First, they followed a new standard, heard or read hundreds of times a day, even at the top corner of their TV screens: The call to “stay home” had become a public health command.

Now that the tables are turned and it may well be time to come back, the current wave of pursuing “deconfinement” (=ending the confinement at home) came with a host of precautions.

Experiencing the office as a nightmare of weird rules

These precautions make life at work a nightmare. When the corridors are two meters wide, everyone walking about the office should press against the wall, to ensure that people remain more than one meter from each other.

As if employees had all of a sudden gone into collective amnesia, that distancing rule is displayed every three meters in office corridors.

Life on the upper floors

Never mind that wearing a mask is compulsory in the canteen. The real hardship happens when you are unlucky enough to work on the 47th floor of a tower in the Paris business district of La Défense.

Once considered a matter of prestige to work on the higher-up floors, you may now have to wait 20 minutes to access an elevator which usually has a carrying capacity of 50 people, but which now only accepts four people.

Unions weighing in…

Some unions have added even more pain. In some works councils, wiping specifications have become a major topic.

Some union representatives demanded 98% filter masks, usually intended for health professionals. In some sectors, one key French union, the CGT, seems to have become hostile to the very idea of work, thus turning its back on its entire history built on demanding people have a workplace.

The hassles of suburban commutes

Personal reasons also play a role. Worried about their health, employees avoid all places where proximity is inevitable, starting with public transports and the workplace.

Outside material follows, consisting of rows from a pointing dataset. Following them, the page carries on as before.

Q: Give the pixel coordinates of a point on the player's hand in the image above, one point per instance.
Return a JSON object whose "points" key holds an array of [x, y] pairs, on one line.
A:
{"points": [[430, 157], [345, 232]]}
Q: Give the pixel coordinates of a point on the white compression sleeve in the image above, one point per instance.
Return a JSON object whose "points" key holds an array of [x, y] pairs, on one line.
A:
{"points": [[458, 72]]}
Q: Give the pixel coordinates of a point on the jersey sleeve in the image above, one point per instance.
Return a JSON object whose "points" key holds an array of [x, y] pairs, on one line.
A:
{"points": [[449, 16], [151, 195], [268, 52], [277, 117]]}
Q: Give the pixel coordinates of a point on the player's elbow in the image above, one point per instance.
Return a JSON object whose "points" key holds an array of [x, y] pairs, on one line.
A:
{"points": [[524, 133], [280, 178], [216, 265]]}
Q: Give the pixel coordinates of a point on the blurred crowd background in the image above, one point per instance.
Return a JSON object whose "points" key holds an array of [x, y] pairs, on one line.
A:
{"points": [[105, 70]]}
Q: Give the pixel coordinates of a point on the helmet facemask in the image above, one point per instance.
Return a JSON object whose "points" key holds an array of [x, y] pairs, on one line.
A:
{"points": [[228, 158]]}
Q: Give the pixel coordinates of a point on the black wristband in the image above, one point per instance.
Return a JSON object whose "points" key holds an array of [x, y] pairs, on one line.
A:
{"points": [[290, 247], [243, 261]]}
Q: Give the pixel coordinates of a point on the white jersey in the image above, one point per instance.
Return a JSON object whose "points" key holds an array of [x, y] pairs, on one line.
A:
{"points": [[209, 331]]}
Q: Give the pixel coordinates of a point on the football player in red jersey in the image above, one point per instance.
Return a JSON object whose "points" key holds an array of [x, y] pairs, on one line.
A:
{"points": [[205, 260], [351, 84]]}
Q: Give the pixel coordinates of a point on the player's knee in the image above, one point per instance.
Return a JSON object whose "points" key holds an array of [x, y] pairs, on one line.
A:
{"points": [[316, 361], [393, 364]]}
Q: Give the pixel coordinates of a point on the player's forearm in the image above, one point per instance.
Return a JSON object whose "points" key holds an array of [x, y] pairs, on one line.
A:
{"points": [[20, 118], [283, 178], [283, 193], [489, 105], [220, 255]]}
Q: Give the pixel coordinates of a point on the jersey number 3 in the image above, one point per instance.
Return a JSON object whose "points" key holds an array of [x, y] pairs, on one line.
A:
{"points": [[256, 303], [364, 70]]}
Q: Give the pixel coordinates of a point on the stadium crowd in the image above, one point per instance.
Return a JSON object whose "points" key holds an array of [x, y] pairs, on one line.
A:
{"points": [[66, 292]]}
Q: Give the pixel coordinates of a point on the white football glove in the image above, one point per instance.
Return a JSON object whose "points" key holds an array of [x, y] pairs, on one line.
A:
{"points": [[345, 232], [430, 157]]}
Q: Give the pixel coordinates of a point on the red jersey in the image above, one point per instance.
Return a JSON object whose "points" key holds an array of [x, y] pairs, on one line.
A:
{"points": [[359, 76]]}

Others have discovered that they can work perfectly, i.e, putting in a full day’s worth of work, without in addition having to go through a total of three hours of bus and subway travel every day to and back from the office.

Family separation

Some people have also abandoned the Paris region entirely for the French sea side or the country’s South.

Families torn between two cities were able to reunite. Millions of parents find it hard to adapt to school classes that have partially resumed, sometimes only for day care on Tuesday afternoons, Wednesday mornings and Thursday afternoons.

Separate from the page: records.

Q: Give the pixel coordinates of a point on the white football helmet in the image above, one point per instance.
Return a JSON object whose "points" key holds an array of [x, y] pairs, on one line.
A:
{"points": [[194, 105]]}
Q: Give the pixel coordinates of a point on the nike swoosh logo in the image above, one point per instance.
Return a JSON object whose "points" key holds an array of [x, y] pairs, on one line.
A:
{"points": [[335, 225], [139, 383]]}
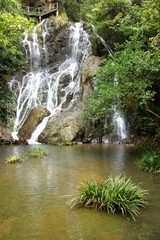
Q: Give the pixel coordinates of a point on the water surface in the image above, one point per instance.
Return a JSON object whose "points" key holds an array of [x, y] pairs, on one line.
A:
{"points": [[33, 195]]}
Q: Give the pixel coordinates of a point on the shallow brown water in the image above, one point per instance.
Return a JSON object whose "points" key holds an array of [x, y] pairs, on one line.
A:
{"points": [[33, 195]]}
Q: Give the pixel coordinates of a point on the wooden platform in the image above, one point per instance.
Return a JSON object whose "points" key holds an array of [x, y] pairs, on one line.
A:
{"points": [[42, 11]]}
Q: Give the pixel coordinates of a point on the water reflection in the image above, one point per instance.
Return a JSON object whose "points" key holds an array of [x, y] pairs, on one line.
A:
{"points": [[32, 205]]}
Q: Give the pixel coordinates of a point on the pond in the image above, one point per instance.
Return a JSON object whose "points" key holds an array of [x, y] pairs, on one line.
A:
{"points": [[33, 195]]}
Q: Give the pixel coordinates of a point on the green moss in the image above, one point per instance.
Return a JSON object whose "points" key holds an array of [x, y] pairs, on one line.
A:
{"points": [[12, 159]]}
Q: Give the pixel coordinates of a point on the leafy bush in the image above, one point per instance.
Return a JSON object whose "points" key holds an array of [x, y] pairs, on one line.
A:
{"points": [[112, 195], [12, 159], [37, 152], [150, 161]]}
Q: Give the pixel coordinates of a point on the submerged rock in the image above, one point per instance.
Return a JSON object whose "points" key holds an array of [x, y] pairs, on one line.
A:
{"points": [[62, 127], [34, 119]]}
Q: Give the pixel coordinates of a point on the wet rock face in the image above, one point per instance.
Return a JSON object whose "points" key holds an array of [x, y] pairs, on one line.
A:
{"points": [[57, 43], [5, 136], [62, 127], [34, 119], [89, 69]]}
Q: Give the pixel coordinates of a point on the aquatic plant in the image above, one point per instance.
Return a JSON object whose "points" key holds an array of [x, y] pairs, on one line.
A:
{"points": [[150, 160], [14, 159], [37, 152], [64, 143], [113, 195]]}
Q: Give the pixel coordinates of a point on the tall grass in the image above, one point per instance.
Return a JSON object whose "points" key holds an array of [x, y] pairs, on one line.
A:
{"points": [[113, 195], [12, 159], [150, 160], [37, 152]]}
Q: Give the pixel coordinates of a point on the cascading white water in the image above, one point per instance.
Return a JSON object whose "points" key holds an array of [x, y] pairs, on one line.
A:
{"points": [[118, 119], [40, 88]]}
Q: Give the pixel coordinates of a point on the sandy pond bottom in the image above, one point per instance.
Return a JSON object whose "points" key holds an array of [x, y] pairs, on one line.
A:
{"points": [[33, 195]]}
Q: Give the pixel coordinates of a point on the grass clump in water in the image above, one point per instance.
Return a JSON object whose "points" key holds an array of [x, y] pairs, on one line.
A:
{"points": [[37, 152], [12, 159], [113, 195], [150, 160]]}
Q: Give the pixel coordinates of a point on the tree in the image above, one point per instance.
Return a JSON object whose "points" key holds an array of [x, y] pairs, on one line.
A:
{"points": [[127, 77]]}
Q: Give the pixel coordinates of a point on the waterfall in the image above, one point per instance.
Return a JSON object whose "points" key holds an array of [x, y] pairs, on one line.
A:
{"points": [[118, 119], [41, 88]]}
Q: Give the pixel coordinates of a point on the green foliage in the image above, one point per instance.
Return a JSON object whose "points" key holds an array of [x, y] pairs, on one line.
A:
{"points": [[112, 195], [12, 159], [9, 6], [150, 160], [37, 152], [72, 8], [127, 77], [64, 143]]}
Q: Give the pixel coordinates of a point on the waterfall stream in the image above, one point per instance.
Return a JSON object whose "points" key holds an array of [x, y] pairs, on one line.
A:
{"points": [[41, 88]]}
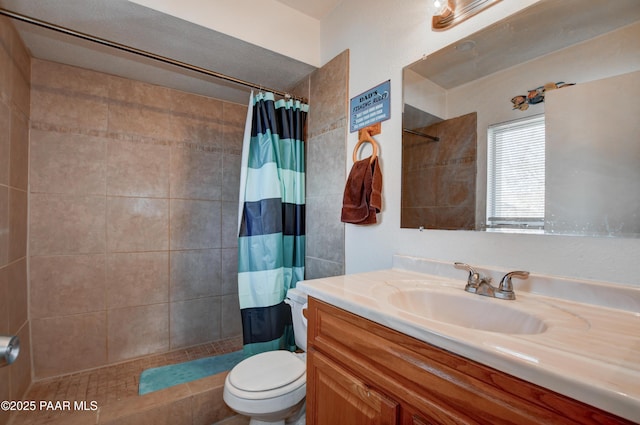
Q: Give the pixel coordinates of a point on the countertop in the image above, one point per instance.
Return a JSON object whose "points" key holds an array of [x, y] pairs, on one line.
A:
{"points": [[588, 352]]}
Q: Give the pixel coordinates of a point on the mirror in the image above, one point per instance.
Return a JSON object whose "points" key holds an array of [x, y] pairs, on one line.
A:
{"points": [[577, 64]]}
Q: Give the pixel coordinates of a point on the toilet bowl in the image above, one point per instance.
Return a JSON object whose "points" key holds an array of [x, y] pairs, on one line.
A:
{"points": [[270, 387]]}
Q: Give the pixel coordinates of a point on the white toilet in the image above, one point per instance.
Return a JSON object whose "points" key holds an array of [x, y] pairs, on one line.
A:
{"points": [[270, 387]]}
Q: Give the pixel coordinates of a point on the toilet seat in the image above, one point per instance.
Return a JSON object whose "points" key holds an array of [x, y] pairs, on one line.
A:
{"points": [[267, 375]]}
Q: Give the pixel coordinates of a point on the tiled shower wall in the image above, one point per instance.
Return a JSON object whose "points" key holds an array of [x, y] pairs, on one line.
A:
{"points": [[133, 215], [326, 176], [14, 157]]}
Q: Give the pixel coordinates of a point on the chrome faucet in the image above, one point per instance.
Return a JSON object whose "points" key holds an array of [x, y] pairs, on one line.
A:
{"points": [[481, 285]]}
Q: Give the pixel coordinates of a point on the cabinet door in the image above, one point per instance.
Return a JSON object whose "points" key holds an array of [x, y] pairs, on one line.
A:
{"points": [[336, 397]]}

Hence the return announced by Macron of “compulsory education and according to the rules of normal presence.”

Is there a middle path?

Of course, we will have to return, at least a little, to the office. To exchange, to learn, to strengthen ties with customers and suppliers who are leaving their homes.

And yet, the stay at home rules during the pandemic highlighted the complicated relationship of French people with work.

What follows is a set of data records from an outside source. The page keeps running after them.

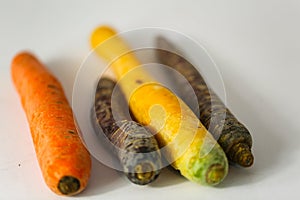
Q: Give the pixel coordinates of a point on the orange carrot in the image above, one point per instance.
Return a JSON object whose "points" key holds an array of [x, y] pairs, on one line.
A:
{"points": [[64, 161]]}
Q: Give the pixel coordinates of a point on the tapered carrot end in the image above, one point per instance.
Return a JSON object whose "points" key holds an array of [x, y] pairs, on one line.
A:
{"points": [[215, 174], [101, 34], [242, 155]]}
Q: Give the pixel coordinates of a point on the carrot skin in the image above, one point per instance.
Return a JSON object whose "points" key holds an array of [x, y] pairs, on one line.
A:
{"points": [[135, 146], [189, 146], [64, 161], [233, 136]]}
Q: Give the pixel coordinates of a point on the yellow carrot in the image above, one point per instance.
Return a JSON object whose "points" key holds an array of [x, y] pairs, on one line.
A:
{"points": [[189, 146]]}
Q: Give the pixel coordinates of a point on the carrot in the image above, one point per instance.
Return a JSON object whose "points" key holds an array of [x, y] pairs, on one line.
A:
{"points": [[135, 146], [232, 135], [189, 146], [64, 161]]}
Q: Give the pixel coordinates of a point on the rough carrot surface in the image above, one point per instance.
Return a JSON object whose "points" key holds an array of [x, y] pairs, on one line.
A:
{"points": [[64, 161], [189, 146], [233, 136]]}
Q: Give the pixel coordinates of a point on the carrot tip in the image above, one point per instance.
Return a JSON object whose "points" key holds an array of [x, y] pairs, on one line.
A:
{"points": [[144, 173], [242, 155], [215, 174], [68, 185], [246, 160]]}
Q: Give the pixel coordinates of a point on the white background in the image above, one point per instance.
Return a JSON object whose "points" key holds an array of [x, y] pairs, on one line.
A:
{"points": [[255, 43]]}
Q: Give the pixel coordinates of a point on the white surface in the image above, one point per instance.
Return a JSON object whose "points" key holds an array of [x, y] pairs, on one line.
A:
{"points": [[255, 44]]}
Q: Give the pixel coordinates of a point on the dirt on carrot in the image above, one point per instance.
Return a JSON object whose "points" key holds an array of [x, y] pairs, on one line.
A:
{"points": [[64, 161]]}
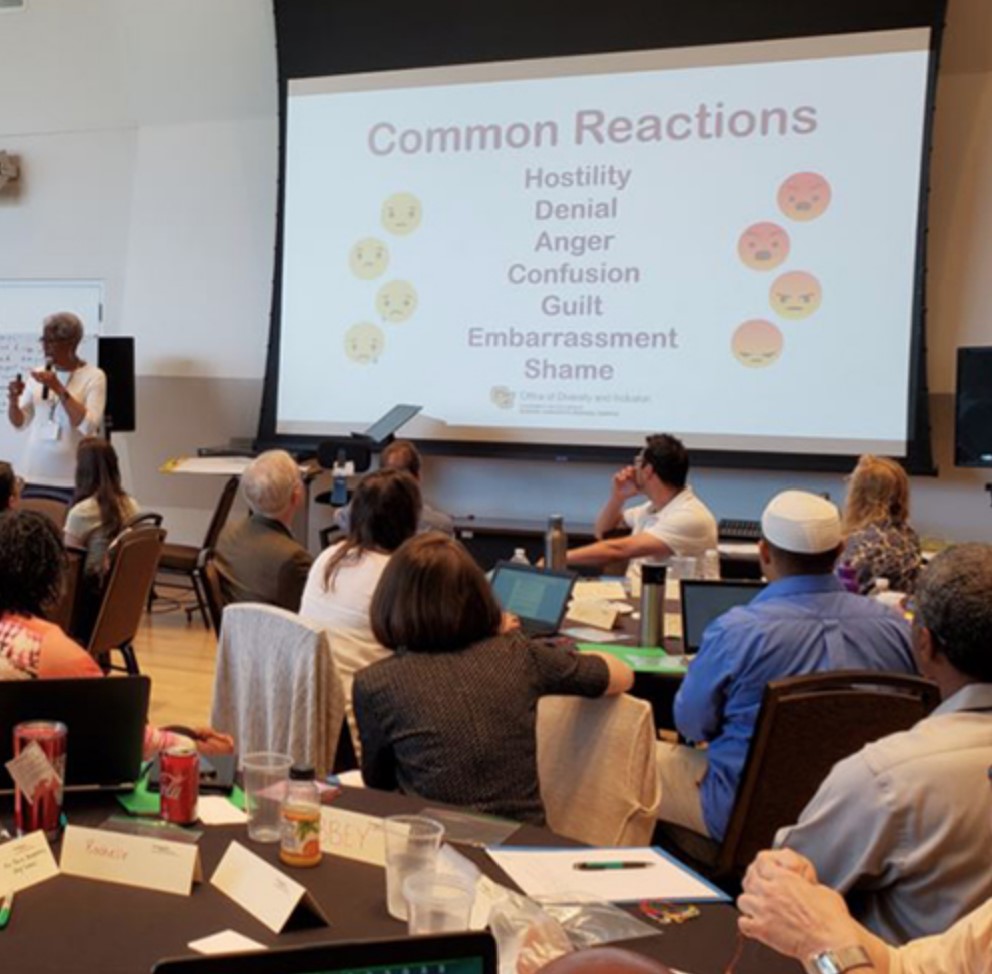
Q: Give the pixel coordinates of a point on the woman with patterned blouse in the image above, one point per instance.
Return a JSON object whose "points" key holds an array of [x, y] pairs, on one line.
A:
{"points": [[879, 543]]}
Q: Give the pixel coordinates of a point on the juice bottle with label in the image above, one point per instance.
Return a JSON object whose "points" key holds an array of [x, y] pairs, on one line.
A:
{"points": [[300, 833]]}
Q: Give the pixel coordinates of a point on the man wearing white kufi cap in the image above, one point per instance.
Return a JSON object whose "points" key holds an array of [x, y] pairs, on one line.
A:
{"points": [[804, 621]]}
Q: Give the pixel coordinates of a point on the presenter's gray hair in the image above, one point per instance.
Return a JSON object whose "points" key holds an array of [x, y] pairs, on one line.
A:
{"points": [[269, 480], [64, 326]]}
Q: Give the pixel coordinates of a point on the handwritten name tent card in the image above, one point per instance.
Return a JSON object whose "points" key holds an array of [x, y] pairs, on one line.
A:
{"points": [[131, 860], [352, 836], [267, 894], [25, 862]]}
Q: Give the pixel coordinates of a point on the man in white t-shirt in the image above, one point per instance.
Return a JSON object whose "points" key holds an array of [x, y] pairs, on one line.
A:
{"points": [[672, 521]]}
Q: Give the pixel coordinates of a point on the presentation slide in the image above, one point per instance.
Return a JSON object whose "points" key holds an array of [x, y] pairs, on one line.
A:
{"points": [[719, 241]]}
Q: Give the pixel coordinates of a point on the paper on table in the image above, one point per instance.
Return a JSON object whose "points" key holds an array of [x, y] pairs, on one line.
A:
{"points": [[225, 942], [352, 835], [231, 466], [25, 862], [131, 860], [586, 634], [218, 810], [553, 872], [266, 893], [593, 589]]}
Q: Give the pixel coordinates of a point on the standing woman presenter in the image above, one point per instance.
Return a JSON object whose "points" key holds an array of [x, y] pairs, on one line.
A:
{"points": [[59, 404]]}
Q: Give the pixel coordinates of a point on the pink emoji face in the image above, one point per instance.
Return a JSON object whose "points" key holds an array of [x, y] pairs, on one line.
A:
{"points": [[795, 295], [804, 196], [756, 343], [763, 246]]}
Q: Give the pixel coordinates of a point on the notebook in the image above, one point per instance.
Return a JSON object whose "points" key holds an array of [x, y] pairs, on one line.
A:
{"points": [[105, 717], [450, 953], [536, 596], [703, 601]]}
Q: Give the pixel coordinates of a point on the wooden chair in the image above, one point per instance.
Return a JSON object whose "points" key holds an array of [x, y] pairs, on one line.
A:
{"points": [[133, 556], [212, 591], [596, 766], [276, 687], [187, 560], [805, 726], [55, 510], [63, 611]]}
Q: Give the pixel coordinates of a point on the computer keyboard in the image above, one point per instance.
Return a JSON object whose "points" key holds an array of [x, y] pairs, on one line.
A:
{"points": [[738, 529]]}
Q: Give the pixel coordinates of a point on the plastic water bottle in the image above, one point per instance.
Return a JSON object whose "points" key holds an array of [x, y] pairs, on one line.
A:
{"points": [[652, 605], [300, 826], [711, 565], [555, 544]]}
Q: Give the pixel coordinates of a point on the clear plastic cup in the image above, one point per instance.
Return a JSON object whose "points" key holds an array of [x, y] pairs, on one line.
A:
{"points": [[412, 843], [438, 902], [266, 775]]}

Evidently, they find the past arrangements, not least because of often long commutes, too time-intensive and generally quite unsatisfactory.

More autonomy anyone?

During the height of the pandemic, many French employees took advantage of being able to act with more autonomy. Rarely possible before, this advanced their overall well-being and efficiency at work.

They also took the opportunity to escape an often-tense business climate. In a survey on working conditions, carried out by Eurofound, an agency of the European Union, France ranks last among 35 European countries on the quality of relationships at work (referring to both colleagues and with their managers).

That explains why Presidential exhortations may not suffice to bring French companies’ employees back to the office.

Takeaways

As social distancing winds down, French firms’ management have great difficulty convincing their employees to return to the office.

The stay at home rules during the pandemic highlighted the complicated relationship of French people with work.

During the height of the pandemic, French employees could act with more autonomy in their home offices. This advanced their well-being and efficiency at work.

French workers have discovered they can put in a full day’s work without having to spend three hours commuting to and from the office.

A key reason why employees in France like working from home is that France ranks last among 35 European countries on the quality of relationships at work -- referring to both among colleagues and with managers.